The survey has also been a significant component of my decision. The survey results (PDF) show the University community has a range of views on what to do about our mandate (noting that a vaccine mandate remains for our University halls of residence). Of the total of 3,950 respondents, 57% supported discontinuing the mandate at the red or orange setting and 90% supported discontinuing before or at the green setting. I am comfortable that a broad range of views were represented in the survey, even given the length of time it was open. Staff and students gave similar feedback to the questions.

Feedback from the survey on how the mandate impacted the sense of wellbeing in the University community was another key factor I considered. The most common concern expressed was about individuals’ own sense of wellbeing or about care for others’ wellbeing, with student groups drawing attention to the needs of Māori and Pasifika immunocompromised tauira and any implications of long COVID. I agree with VUWSA and Ngāi Tauira that we simultaneously need to respect the timing of access for students who are currently unable to come to campus because of the vaccine mandate and also that discontinuing the mandate prior to 26 April does not give sufficient time to ensure a smooth transition. I recognise that we are not a one-size-fits-all community and have multiple different perspectives and groups within our University.

The safety and wellbeing of those who are part of, or who have a family or whānau member who is part of, an immunocompromised or other vulnerable group has been an important consideration. Information and support for students at higher risk of the effects of COVID-19 is available here. We will continue to ensure we have support in place for those individuals and groups who feel most vulnerable before 26 April. We are working on additional ways to mitigate risks to members of our community who feel especially vulnerable, as well as continuing to offer dual delivery learning and teaching and keeping other public health measures in place. We will provide further information about this soon. Booster shots are highly recommended to improve protection against Omicron. Students can get their COVID-19 vaccinations at our Mauri Ora (Student Health and Counselling) Kelburn campus clinic.
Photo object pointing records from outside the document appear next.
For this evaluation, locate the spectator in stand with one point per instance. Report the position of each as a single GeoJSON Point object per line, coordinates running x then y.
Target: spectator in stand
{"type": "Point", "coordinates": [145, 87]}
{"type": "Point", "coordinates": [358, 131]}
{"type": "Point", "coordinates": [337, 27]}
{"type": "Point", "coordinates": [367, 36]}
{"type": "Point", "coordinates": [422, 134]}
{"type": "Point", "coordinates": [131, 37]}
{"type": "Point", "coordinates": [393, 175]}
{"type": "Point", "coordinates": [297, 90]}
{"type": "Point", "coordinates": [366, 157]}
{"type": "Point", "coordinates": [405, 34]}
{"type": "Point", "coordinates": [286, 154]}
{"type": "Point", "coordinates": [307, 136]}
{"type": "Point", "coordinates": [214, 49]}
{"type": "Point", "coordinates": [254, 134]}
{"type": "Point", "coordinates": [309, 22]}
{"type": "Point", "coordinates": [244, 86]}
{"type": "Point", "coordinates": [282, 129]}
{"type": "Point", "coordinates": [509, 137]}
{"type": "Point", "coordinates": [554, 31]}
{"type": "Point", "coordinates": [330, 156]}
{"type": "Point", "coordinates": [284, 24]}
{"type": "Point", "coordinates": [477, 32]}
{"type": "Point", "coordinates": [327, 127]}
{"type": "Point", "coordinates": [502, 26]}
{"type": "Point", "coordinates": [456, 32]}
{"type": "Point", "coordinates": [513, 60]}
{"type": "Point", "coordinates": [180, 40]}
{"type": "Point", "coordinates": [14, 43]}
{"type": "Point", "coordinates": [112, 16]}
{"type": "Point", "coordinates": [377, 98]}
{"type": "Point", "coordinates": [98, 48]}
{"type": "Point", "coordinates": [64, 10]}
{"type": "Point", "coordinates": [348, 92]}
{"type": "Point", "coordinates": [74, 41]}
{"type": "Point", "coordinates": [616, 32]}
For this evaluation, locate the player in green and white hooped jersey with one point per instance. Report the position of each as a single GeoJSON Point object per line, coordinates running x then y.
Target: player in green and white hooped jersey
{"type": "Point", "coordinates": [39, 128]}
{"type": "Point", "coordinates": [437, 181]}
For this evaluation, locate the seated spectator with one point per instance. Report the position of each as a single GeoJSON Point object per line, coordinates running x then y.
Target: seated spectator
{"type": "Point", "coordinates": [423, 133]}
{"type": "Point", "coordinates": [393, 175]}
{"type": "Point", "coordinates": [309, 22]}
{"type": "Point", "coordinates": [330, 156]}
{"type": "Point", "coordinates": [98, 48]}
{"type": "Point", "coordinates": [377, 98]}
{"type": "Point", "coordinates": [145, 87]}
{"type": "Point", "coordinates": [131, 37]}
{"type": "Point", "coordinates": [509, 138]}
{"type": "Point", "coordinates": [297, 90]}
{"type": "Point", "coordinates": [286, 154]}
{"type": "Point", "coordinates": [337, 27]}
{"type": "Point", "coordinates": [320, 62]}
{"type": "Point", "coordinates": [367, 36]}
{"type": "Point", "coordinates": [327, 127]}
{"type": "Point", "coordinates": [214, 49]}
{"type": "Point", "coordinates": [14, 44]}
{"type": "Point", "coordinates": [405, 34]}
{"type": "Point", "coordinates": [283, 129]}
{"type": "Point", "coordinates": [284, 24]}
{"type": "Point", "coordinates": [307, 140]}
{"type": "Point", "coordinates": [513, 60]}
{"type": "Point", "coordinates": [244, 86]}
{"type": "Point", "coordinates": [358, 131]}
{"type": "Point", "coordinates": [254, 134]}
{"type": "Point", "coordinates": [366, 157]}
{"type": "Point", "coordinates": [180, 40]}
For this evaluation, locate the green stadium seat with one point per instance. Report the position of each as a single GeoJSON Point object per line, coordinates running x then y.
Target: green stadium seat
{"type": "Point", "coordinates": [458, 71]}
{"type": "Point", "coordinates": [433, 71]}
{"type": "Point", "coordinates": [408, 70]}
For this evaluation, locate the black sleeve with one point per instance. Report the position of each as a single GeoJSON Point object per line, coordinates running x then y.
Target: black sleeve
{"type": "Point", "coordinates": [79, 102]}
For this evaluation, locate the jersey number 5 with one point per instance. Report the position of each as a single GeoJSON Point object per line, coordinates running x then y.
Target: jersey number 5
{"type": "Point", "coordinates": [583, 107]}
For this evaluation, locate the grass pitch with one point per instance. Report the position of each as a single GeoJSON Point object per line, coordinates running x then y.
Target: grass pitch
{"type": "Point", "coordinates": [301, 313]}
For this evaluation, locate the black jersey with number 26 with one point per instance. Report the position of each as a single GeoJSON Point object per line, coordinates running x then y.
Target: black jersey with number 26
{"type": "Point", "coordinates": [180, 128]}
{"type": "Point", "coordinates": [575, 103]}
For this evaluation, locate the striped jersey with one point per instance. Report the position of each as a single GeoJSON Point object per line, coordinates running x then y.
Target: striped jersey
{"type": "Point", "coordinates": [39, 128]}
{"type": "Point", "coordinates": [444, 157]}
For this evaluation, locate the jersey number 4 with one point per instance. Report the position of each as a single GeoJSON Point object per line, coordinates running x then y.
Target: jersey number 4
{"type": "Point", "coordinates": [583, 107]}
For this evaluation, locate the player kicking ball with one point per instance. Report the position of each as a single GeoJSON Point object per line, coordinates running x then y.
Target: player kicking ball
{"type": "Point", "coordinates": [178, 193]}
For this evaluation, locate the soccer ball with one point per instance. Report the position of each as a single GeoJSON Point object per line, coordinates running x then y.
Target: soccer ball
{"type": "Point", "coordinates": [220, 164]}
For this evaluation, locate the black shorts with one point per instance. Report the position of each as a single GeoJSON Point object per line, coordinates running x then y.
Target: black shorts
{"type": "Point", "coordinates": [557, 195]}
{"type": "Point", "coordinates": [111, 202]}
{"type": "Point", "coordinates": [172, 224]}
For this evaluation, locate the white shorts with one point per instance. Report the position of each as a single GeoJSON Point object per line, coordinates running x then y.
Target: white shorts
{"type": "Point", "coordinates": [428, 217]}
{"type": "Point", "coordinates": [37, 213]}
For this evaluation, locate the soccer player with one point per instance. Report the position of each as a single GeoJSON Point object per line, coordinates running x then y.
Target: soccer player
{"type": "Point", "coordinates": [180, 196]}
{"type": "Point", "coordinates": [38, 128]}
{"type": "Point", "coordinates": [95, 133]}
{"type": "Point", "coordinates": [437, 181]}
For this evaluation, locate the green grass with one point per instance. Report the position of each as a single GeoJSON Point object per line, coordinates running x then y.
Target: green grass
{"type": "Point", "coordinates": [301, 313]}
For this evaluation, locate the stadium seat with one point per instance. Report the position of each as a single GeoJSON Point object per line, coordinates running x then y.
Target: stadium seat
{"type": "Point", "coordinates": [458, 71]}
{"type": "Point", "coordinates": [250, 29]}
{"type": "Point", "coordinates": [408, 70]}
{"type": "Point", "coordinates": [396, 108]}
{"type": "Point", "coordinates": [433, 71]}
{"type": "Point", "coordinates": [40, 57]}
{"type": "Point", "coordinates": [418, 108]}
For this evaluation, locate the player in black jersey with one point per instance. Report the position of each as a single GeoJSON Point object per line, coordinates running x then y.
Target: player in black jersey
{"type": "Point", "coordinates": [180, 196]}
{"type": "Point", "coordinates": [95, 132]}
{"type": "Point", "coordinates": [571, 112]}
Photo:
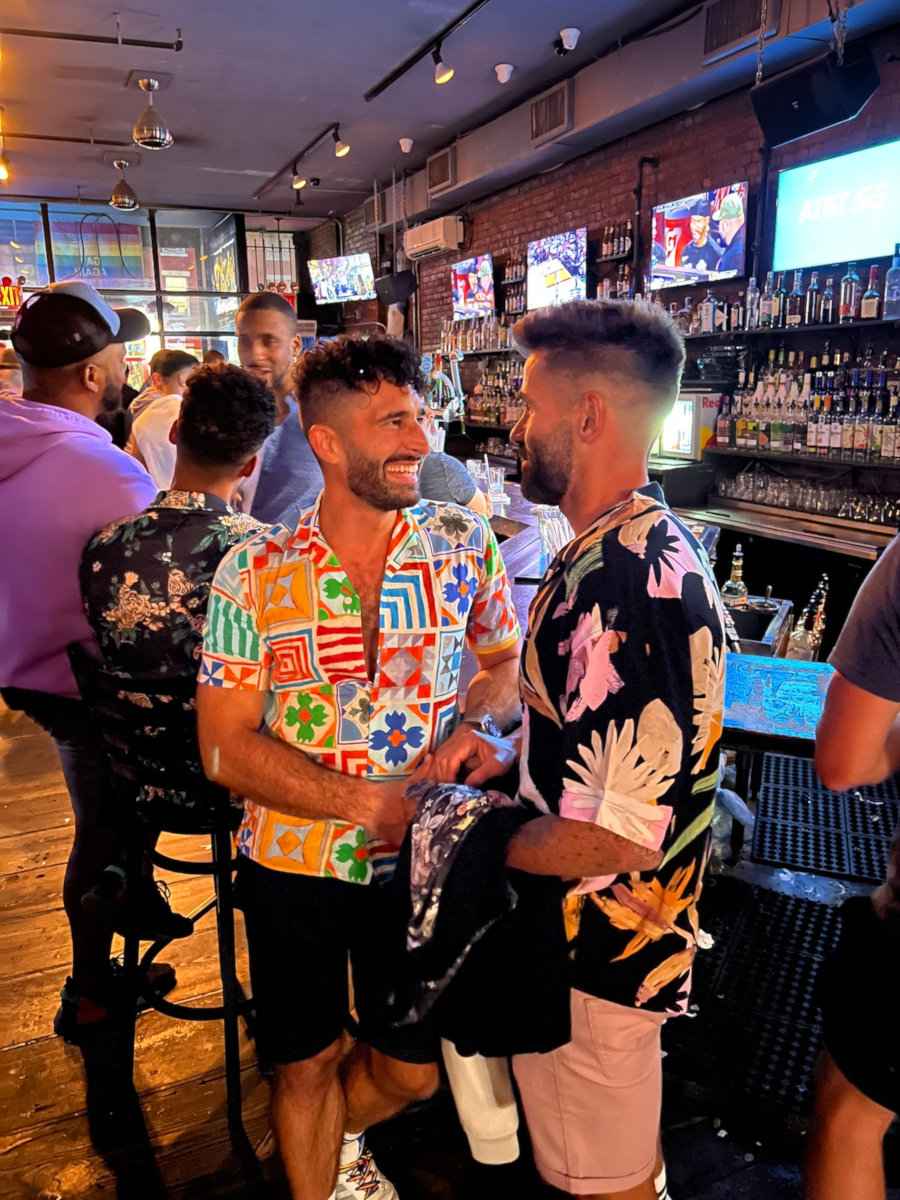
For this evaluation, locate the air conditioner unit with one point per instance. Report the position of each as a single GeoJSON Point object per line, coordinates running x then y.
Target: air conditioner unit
{"type": "Point", "coordinates": [552, 113]}
{"type": "Point", "coordinates": [441, 172]}
{"type": "Point", "coordinates": [445, 233]}
{"type": "Point", "coordinates": [373, 211]}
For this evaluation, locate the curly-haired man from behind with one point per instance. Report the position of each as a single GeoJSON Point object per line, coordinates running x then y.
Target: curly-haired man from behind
{"type": "Point", "coordinates": [145, 580]}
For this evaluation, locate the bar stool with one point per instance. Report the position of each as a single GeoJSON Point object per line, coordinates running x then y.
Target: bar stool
{"type": "Point", "coordinates": [149, 733]}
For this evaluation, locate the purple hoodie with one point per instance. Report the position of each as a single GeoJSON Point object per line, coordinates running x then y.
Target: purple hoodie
{"type": "Point", "coordinates": [61, 480]}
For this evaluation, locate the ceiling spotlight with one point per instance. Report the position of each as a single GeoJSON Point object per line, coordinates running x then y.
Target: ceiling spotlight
{"type": "Point", "coordinates": [124, 196]}
{"type": "Point", "coordinates": [149, 131]}
{"type": "Point", "coordinates": [443, 73]}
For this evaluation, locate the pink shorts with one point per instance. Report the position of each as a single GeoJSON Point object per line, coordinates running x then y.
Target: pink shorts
{"type": "Point", "coordinates": [593, 1105]}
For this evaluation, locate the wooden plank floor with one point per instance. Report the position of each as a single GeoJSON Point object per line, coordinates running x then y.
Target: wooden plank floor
{"type": "Point", "coordinates": [49, 1149]}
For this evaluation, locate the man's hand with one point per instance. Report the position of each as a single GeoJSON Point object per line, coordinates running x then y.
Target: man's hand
{"type": "Point", "coordinates": [393, 810]}
{"type": "Point", "coordinates": [481, 757]}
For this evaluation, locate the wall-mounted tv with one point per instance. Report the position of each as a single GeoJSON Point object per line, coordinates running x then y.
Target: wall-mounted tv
{"type": "Point", "coordinates": [558, 269]}
{"type": "Point", "coordinates": [336, 280]}
{"type": "Point", "coordinates": [700, 238]}
{"type": "Point", "coordinates": [839, 210]}
{"type": "Point", "coordinates": [472, 283]}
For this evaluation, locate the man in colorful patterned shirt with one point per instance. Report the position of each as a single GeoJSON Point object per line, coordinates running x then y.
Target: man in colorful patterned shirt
{"type": "Point", "coordinates": [145, 580]}
{"type": "Point", "coordinates": [330, 672]}
{"type": "Point", "coordinates": [623, 683]}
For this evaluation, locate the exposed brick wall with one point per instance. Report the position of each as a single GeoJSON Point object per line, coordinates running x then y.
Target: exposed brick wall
{"type": "Point", "coordinates": [717, 144]}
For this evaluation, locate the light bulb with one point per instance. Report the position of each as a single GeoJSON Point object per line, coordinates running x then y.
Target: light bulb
{"type": "Point", "coordinates": [443, 72]}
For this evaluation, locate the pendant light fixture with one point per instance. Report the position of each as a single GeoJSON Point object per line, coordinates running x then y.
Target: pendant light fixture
{"type": "Point", "coordinates": [341, 148]}
{"type": "Point", "coordinates": [150, 132]}
{"type": "Point", "coordinates": [124, 196]}
{"type": "Point", "coordinates": [443, 71]}
{"type": "Point", "coordinates": [4, 160]}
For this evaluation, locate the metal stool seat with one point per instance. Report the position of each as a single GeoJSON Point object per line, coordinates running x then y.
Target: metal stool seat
{"type": "Point", "coordinates": [148, 730]}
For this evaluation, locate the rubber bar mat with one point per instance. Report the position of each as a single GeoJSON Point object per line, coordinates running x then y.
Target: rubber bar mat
{"type": "Point", "coordinates": [756, 1027]}
{"type": "Point", "coordinates": [803, 826]}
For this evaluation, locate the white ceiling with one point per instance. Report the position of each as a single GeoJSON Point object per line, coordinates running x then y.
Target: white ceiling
{"type": "Point", "coordinates": [257, 82]}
Much of the detailed information on which I based this decision will be shared on our website early next week.

This has been a difficult decision and I recognise that while it will be appreciated by some, it will not be welcomed by everyone. One of the key takeaways from the survey was that it is important to allow some time to transition effectively and with care to this new phase. This is why we are not immediately discontinuing the mandate, and will not be inviting members of the public onto our campuses until we are at the orange setting.

While on campus, we all have an important role to play in reducing transmission of COVID-19 by following public health measures. Everyone following these measures, such as staying home when sick, wearing a face mask, and maintaining physical distance, is vital in protecting your own health and that of others, including members of our community who are at greater risk of the effects of COVID-19 so that they can fully participate in their work or study.

Support is available to you throughout the University and I encourage you to prioritise your own wellbeing at this time and look out for each other. Please send questions, feedback, and concerns to I will follow this feedback.

I know how challenging a start to the year we have had, and that you will be looking forward to a very well-deserved mid-trimester break. Take good care of yourselves.